Hi il reply to you in here rather then on the other thread. I know what you mean about frustrating, I'm still waiting for the visually impaired team to be in touch not heard a thing and they should of been round last week at the latest! Sick of waiting plus not heard from the ophthalmologist when my paed put in an urgent referral and still waiting for genetics appointment and occupational therapy lol everything is just one big waiting game! Can't believe Harry is 1 next month and I'm still waiting for answers! 
How is Ava getting on with the baby rice? Still enjoying it? Xx


----------



## nearlythere38

God thats so bad, almost 9 months for you. Do they not have any compassion for us parents having to wait. Ive only been waiting 6 weeks and its been the worst 6 weeks ever, so cant imagine how u feel. To them its not urgent, but it is to us. 

Stopped with the baby rice now, started with porridge on an evening and now pureed carrot and potato at lunchtime. Shes loving the porridge, not so much the carrot and potato. Tends to gip and cry lol. The dietician phoned this afternoon and wants to see ava next thursday. She said she has been advised of avas weight gain and wants to discuss low calorie weaning.......pissed me right off. Why should she be effectively put on a diet when shes not overeating. GRRRRRRRRR


----------



## maisie78

That just seems ridiculous that they are referring you to a dietician before they're testing for growth hormone issues when it is known to be a problem with this condition. If you are certain that Ava is not overeating then refuse to see the dietician until they have run tests. You certainly don't want to risk underfeeding her.


----------



## nearlythere38

Shes been under a dietician since 3 weeks of age when she was diagnosed with cows milk intolerance, and it was always the plan that she woukd be seen mid september to discuss weaning, but now she specifically wants to discuss foods which will fill her up but not add to the weight gain. Im still not happy about it, but i have asked my GP and the paediatrician to do hormone testing and they both said not until the MRI results are in. I just cant understand it, knowing the waiting times the referral to endocrinologist will take agds anyway so why not make the referral!!???? When she sees the dietician next thursday she will be weighed, so i plan to ask again because no doubt it will have increased again (already has by my scales, from 8.4kg on friday to 9kg today)

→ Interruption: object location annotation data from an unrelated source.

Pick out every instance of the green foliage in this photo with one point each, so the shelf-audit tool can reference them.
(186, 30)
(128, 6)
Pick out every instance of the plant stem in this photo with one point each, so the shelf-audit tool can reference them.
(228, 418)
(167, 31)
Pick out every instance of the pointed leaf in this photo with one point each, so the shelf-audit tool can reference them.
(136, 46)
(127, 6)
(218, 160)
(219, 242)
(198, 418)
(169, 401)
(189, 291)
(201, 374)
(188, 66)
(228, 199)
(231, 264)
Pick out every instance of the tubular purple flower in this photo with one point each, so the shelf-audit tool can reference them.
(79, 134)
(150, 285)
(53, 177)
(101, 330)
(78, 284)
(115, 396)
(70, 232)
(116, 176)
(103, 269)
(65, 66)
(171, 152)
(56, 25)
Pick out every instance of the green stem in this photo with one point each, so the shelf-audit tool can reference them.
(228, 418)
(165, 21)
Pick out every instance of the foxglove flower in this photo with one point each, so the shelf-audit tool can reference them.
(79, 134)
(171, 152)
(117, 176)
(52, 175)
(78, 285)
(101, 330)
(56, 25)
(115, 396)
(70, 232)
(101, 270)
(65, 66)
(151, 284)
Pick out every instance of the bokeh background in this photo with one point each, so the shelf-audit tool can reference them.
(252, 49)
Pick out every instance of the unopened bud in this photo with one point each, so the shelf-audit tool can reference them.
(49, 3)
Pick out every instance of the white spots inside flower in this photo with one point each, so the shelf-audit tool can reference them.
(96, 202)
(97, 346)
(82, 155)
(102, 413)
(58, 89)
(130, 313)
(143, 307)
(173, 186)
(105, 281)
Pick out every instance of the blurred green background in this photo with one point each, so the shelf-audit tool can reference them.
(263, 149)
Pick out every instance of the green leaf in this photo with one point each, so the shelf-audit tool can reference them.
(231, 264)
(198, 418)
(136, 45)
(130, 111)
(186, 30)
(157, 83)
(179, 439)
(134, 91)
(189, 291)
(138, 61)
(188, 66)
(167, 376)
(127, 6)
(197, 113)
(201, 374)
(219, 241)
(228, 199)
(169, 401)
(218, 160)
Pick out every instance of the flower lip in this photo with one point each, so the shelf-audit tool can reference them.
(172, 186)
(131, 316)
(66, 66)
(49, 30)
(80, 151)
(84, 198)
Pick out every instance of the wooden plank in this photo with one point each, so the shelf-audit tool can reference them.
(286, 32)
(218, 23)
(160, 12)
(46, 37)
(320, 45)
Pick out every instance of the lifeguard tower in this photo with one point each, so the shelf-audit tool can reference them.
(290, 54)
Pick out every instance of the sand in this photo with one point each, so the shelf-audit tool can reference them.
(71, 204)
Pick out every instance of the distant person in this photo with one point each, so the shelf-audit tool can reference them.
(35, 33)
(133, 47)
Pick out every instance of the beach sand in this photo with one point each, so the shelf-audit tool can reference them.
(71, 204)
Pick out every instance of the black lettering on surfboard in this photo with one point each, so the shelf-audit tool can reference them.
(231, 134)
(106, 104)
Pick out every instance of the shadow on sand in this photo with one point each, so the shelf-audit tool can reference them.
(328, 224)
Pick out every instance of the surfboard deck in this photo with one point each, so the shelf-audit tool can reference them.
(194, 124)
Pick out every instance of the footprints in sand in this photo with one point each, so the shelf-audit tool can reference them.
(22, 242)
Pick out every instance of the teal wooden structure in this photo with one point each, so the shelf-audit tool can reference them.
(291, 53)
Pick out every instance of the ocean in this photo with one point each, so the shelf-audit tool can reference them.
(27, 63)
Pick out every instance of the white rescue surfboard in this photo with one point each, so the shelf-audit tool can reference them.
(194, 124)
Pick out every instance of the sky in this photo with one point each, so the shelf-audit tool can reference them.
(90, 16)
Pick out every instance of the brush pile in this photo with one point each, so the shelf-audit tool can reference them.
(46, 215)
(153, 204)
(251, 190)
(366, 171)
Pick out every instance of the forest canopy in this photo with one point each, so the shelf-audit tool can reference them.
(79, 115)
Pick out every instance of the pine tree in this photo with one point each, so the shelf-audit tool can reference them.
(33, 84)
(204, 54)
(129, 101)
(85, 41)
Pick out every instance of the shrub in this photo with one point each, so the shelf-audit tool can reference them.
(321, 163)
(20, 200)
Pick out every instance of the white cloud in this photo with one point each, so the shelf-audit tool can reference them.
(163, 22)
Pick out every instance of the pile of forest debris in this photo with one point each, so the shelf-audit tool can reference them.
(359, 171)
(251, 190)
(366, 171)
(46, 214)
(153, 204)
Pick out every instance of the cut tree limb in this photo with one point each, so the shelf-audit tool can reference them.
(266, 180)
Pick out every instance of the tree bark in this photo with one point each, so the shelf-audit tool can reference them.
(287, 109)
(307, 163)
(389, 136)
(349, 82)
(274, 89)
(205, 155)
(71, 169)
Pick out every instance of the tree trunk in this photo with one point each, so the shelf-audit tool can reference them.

She had her EEG this morning, they stuck 15 electrodes to her head and i just had to hold her for 15 minutes. She didnt particularly like it but she did well. The lady doing it said the results normally get back within a week, but she said Avas consultant has already chased it up on monday and wants the resukts sending to him ASAP so hopefully if there is anything i will know within a week. Im still not convinced that shes having seizures but we shall see


----------



## Ivywal

That is rubbish that they want you to put Ava on a diet. Maggie is also really large for her length but I am assuming that when she is actually crawling that this will normalise. I have come to understand that in health people like to be the one who solves the problem/saves you and that could be what is motivating the dietician. 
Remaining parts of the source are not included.